“My patience! what are you all doing here? So, Agatha—Anne! How d'ye do, my worthy brother? Why didn't you all come to our house?”
“We were coming directly,” Agatha said. “But how did you find out we were at Kingcombe?”
“You little London-lady! As if anybody, especially the much-beloved Anne Valery (saving her presence) and the much-wondered-at Mr. and Mrs. Locke Harper, could drive through Kingcombe without the fact being speedily circulated throughout the whole town? Why, my dear, if you must know, the grocer told Mrs. Edwards' nursemaid, and Mrs. Edwards' nursemaid told it to Mrs. Jones at the Library, and Mrs. Jones told Miss Trenchard, who was coming to call on me; so I asked Duke to give the children their dinner, and off I started, tracking you as cleverly as one of Nathanael's Red Indians. And here I am.”
She stopped, breathless, her flounces, veil, and shawl flying abroad in all directions. But she looked so hearty, natural, and good-humoured, that her entrance was quite a relief to Agatha—more especially as, for a great wonder, she asked no questions.
“So, I hear you have been showing Honeywood to Mrs. Harper. Pretty place, isn't it! A pity it's not on your property, Anne, or you would not let it go to ruin unlet. And here is poor Mr. Wilson's old house, with all the furniture just as it was. How melancholy!”

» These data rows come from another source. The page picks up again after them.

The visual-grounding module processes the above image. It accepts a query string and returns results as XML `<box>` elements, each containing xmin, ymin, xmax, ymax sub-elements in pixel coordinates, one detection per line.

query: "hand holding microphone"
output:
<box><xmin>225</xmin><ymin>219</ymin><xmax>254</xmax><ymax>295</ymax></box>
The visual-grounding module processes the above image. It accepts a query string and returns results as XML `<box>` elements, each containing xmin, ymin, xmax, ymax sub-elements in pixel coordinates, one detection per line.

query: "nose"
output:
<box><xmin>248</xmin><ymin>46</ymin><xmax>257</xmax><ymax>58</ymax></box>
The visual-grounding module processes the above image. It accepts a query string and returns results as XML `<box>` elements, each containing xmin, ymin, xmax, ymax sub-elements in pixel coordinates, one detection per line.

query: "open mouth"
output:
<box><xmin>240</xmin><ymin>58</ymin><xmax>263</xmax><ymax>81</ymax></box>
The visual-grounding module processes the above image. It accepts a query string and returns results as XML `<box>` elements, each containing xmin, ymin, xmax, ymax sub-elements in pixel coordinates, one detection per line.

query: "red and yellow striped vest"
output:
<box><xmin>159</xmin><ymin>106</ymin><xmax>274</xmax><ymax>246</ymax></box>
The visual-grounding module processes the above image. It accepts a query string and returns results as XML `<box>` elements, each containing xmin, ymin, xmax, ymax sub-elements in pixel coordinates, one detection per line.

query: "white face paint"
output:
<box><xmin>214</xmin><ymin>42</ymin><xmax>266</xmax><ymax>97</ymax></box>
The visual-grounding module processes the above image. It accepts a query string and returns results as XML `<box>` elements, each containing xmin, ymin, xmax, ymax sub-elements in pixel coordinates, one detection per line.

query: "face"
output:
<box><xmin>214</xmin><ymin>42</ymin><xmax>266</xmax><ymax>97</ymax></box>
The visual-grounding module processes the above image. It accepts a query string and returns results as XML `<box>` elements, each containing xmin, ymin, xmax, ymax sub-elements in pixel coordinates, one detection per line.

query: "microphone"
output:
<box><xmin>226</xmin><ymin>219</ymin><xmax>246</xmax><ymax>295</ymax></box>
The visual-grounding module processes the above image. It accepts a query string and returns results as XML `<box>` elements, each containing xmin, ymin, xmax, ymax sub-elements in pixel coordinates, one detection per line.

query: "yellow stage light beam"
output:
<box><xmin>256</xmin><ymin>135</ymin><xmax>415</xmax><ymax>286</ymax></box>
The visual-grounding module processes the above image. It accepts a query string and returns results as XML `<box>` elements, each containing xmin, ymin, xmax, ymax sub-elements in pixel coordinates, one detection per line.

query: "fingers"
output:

She said “How melancholy!” just in the tone that she would have said “How entertaining!” From circumstances, or from natural peculiarity—that light easy temper which dances like a feather over the troubled waters of life—she had evidently never learnt the meaning of the word sorrow.

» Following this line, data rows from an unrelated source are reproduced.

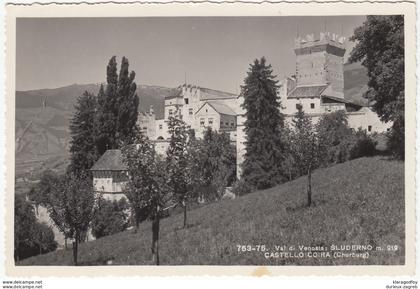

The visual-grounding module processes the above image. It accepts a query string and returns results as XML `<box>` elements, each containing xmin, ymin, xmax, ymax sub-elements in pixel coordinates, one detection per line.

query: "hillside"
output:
<box><xmin>15</xmin><ymin>84</ymin><xmax>172</xmax><ymax>193</ymax></box>
<box><xmin>19</xmin><ymin>157</ymin><xmax>405</xmax><ymax>265</ymax></box>
<box><xmin>15</xmin><ymin>63</ymin><xmax>367</xmax><ymax>193</ymax></box>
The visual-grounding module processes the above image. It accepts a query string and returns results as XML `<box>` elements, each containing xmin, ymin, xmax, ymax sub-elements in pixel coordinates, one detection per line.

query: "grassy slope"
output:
<box><xmin>21</xmin><ymin>157</ymin><xmax>405</xmax><ymax>265</ymax></box>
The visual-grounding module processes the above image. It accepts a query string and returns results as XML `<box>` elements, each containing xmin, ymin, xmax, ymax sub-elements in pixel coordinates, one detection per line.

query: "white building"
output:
<box><xmin>92</xmin><ymin>32</ymin><xmax>392</xmax><ymax>188</ymax></box>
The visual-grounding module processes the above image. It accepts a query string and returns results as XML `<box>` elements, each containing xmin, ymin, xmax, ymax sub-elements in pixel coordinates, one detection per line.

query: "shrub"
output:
<box><xmin>92</xmin><ymin>198</ymin><xmax>129</xmax><ymax>239</ymax></box>
<box><xmin>349</xmin><ymin>129</ymin><xmax>376</xmax><ymax>160</ymax></box>
<box><xmin>387</xmin><ymin>117</ymin><xmax>405</xmax><ymax>160</ymax></box>
<box><xmin>232</xmin><ymin>179</ymin><xmax>255</xmax><ymax>196</ymax></box>
<box><xmin>14</xmin><ymin>195</ymin><xmax>57</xmax><ymax>261</ymax></box>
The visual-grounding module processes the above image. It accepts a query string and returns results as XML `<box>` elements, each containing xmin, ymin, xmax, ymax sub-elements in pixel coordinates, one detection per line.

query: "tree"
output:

“But now,” Harriet continued, “what I come for, is to carry you all off to lunch—the children's dinner. My dear, you must see my boys, your nephews.”
Agatha stood aghast at the idea of having nephews!

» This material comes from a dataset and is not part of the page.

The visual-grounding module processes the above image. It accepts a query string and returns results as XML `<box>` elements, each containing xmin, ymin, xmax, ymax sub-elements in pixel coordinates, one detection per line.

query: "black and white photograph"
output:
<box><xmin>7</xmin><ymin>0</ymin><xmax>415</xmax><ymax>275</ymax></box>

“And such boys!” Miss Valery added, interposing. “'The Missus' has good right to be proud of them. If there is one thing in which Harrie succeeds better than another, it is in the management of her children.”
“Bah! they manage themselves; I just leave them to nature,” cried Mrs. Dugdale; but her eye—the mother's eye—twinkled with pleasure all the time, which greatly improved its expression, Agatha thought. She walked off gaily with her sister-in-law, Nathanael following. Anne stayed behind, conversing with the old woman who showed the house. She and Mr. Harper had pointedly avoided any private speech with one another.